Una sorta di martello pneumatico – sostenuto anche dal suo partito Brindisi Bene Comune e da un PD supino alla volontà del ‘capo’ – che alla fine aveva quasi scalfito le nostre perplessità. Stavamo quasi per convincerci, insomma, che il sindaco era riuscito finalmente a spingere Emiliano a non continuare a penalizzare Brindisi e che il futuro saranno stato splendente per Brindisi.
Ieri, invece, siamo rimasti profondamente delusi quando abbiamo letto la nota di Europa Verde, il partito a cui hanno aderito proprio Rossi ed il suo Brindisi Bene Comune. Un attacco diretto a Michele Emiliano giustificato dall’apertura ai voli civili dell’aeroporto di Grottaglie. Nel comunicato si legge che quella del Presidente della Regione Puglia è una ‘marchetta elettorale’ che crea danni irreparabili all’aeroporto di Brindisi ed all’economia del nostro territorio. Da qui una chiamata alle armi dei parlamentari e dei consiglieri regionali brindisini.
Ma come…non è lo stesso Emiliano che Rossi ha spacciato per il suo ‘grande amico’, per colui che avrebbe aiutato tutti noi, per il salvatore della patria rispetto alle battaglie a sostegno dell’occupazione, della tutela dell’ambiente, della ripresa economica di Brindisi?
La realtà è che a Rossi sta franando il terreno sotto i piedi, complice anche qualche levata di scudi del Partito Democratico provinciale rispetto allo strano (o interessato?) ‘buonismo’ della segreteria cittadina e soprattutto alla probabile scelta dello stesso Emiliano di non puntare più sulla riconferma di Rossi come candidato sindaco nelle prossime amministrative.
Si sfiora addirittura il ridicolo, poi, quanto il nuovo partito del sindaco afferma, in relazione agli investimenti infrastrutturali nel porto di Brindisi, che ci sarebbe stata una penalizzazione in favore del porto di Bari (con utilizzo di fondi dei diritti portuali incassati a Brindisi). Rossi dimentica, forse, che se nel porto i cantieri non sono partiti sino ad oggi è solo per l’atteggiamento ostruzionistico proprio del ‘suo’ assessore Borri, del suo partito BBC e di se stesso.
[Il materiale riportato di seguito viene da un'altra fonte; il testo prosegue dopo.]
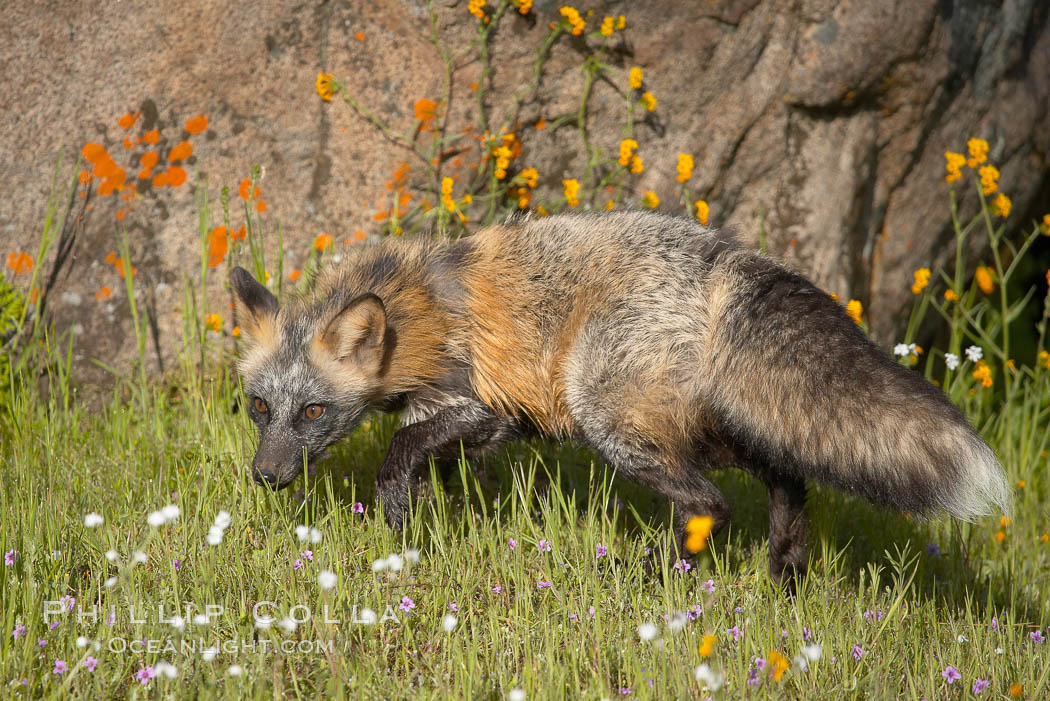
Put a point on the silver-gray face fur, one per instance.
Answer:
(663, 344)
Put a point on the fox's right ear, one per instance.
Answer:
(255, 307)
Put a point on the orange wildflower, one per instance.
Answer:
(196, 125)
(217, 246)
(322, 241)
(20, 262)
(181, 152)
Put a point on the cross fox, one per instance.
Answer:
(665, 345)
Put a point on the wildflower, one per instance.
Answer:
(701, 211)
(634, 79)
(322, 241)
(326, 86)
(685, 167)
(708, 678)
(626, 151)
(20, 262)
(571, 191)
(1002, 205)
(708, 644)
(922, 279)
(979, 151)
(855, 310)
(697, 530)
(989, 179)
(576, 23)
(327, 579)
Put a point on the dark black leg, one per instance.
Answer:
(462, 427)
(788, 557)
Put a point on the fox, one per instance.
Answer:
(665, 345)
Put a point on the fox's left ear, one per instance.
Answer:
(358, 333)
(254, 305)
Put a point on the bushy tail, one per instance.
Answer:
(802, 389)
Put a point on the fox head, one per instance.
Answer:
(309, 373)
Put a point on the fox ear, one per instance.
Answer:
(358, 333)
(255, 307)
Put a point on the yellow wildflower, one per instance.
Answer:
(326, 86)
(855, 310)
(685, 167)
(708, 645)
(571, 191)
(922, 279)
(982, 372)
(701, 211)
(576, 23)
(627, 150)
(634, 79)
(697, 531)
(778, 664)
(989, 179)
(985, 280)
(979, 151)
(1002, 206)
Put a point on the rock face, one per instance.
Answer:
(821, 123)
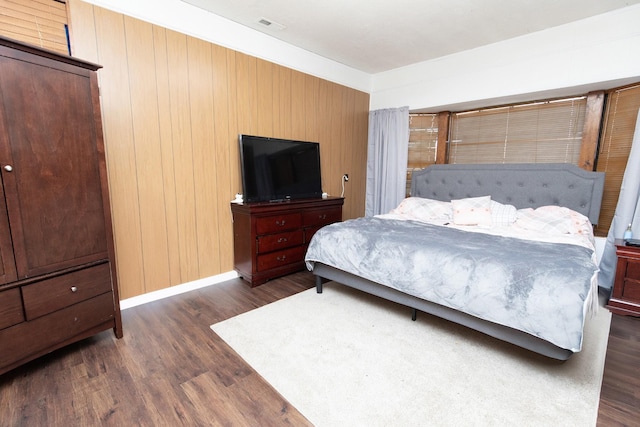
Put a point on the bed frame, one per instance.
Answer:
(521, 185)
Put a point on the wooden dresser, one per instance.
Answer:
(271, 239)
(57, 271)
(625, 296)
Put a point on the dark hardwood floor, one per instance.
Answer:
(170, 369)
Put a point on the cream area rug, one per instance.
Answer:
(345, 358)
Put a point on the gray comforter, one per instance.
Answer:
(536, 287)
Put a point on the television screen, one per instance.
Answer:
(276, 169)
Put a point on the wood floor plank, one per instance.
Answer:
(170, 369)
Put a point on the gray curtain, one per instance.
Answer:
(387, 159)
(627, 212)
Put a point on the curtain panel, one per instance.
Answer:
(386, 159)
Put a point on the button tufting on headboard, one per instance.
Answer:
(522, 185)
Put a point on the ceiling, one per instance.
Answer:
(374, 36)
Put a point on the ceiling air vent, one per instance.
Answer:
(272, 25)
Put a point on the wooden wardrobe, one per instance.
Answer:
(57, 272)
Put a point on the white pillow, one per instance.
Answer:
(472, 211)
(423, 209)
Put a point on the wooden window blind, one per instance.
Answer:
(620, 116)
(423, 141)
(41, 23)
(537, 132)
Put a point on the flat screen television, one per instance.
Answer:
(275, 170)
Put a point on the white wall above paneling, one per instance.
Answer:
(595, 53)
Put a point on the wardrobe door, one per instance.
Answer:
(7, 264)
(53, 191)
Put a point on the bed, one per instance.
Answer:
(527, 275)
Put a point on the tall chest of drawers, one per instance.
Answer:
(271, 239)
(57, 272)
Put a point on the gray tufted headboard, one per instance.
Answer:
(524, 185)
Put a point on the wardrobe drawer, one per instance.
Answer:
(49, 295)
(280, 258)
(21, 341)
(274, 242)
(276, 223)
(10, 308)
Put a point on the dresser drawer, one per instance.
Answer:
(631, 290)
(22, 341)
(277, 259)
(633, 270)
(53, 294)
(275, 242)
(276, 223)
(320, 217)
(10, 308)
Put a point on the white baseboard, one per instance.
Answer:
(175, 290)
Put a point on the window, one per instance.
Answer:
(538, 132)
(41, 23)
(423, 141)
(615, 144)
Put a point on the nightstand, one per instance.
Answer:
(625, 296)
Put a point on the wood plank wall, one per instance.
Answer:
(173, 106)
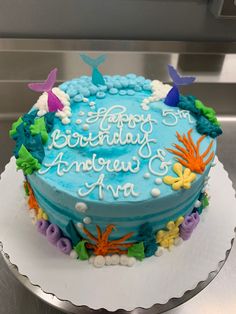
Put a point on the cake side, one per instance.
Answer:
(121, 158)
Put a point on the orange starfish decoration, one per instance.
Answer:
(103, 246)
(189, 155)
(32, 200)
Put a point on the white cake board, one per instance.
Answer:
(155, 280)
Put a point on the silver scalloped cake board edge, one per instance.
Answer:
(210, 276)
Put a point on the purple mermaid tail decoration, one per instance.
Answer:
(54, 102)
(172, 98)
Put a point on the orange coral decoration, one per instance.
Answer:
(189, 155)
(32, 200)
(103, 246)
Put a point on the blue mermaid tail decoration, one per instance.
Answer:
(97, 77)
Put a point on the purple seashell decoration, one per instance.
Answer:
(54, 102)
(172, 97)
(64, 245)
(42, 226)
(189, 224)
(53, 234)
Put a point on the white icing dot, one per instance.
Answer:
(197, 204)
(145, 101)
(91, 259)
(108, 260)
(124, 260)
(85, 127)
(87, 220)
(81, 207)
(146, 175)
(159, 251)
(99, 261)
(178, 241)
(80, 225)
(158, 181)
(131, 261)
(155, 192)
(65, 120)
(115, 259)
(73, 254)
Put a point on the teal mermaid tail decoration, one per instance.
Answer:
(97, 77)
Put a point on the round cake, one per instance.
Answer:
(116, 166)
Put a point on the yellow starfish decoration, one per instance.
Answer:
(165, 238)
(184, 179)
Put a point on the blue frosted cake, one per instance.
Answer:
(115, 166)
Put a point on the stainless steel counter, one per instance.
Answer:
(213, 64)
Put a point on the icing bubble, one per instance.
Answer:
(159, 251)
(145, 108)
(155, 192)
(146, 175)
(158, 181)
(113, 91)
(87, 220)
(85, 127)
(115, 259)
(100, 95)
(131, 261)
(108, 260)
(81, 207)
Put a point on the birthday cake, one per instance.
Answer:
(115, 167)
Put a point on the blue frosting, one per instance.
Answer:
(81, 87)
(59, 195)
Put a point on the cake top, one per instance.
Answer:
(116, 138)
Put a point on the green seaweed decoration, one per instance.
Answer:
(81, 250)
(208, 112)
(14, 127)
(206, 117)
(26, 161)
(39, 127)
(137, 251)
(30, 133)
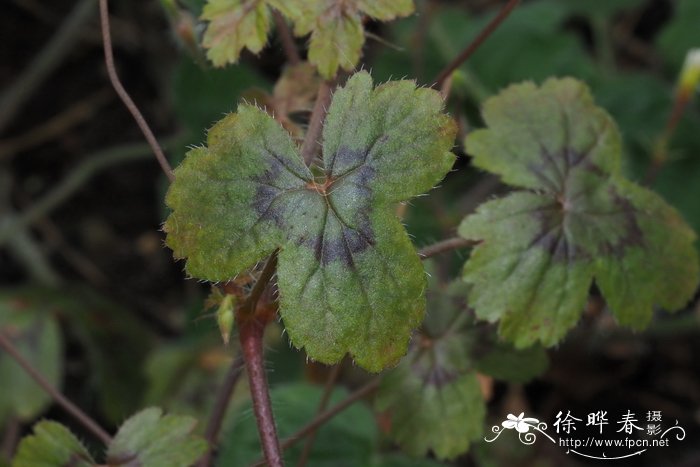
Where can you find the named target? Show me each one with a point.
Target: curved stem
(445, 245)
(60, 399)
(310, 146)
(125, 97)
(286, 38)
(327, 391)
(323, 417)
(476, 43)
(251, 337)
(223, 398)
Insomma, che Emiliano non sia un santo e che abbia sempre considerato Brindisi la cenerentola della Puglia lo sapevamo già. E’ ridicolo, se non addirittura patetico, che Rossi se ne sia accorto solo adesso. Cioè quando è stata messa in discussione la sua poltrona. Non certo i reali interessi dei brindisini. Ed allora dia vita ad un gesto di coraggio: rinunci al suo lauto compenso da sindaco, convinca il PD brindisino ad abbandonare i posti di potere, rinunci a continuare ad elargire consulenze ed incarichi professionali (spesso ad ex candidati o sostenitori delle sue liste). Insomma, abbandoni la nave e la restituisca ai cittadini di Brindisi a cui spetterà il compito di provare a salvarla prima che affondi.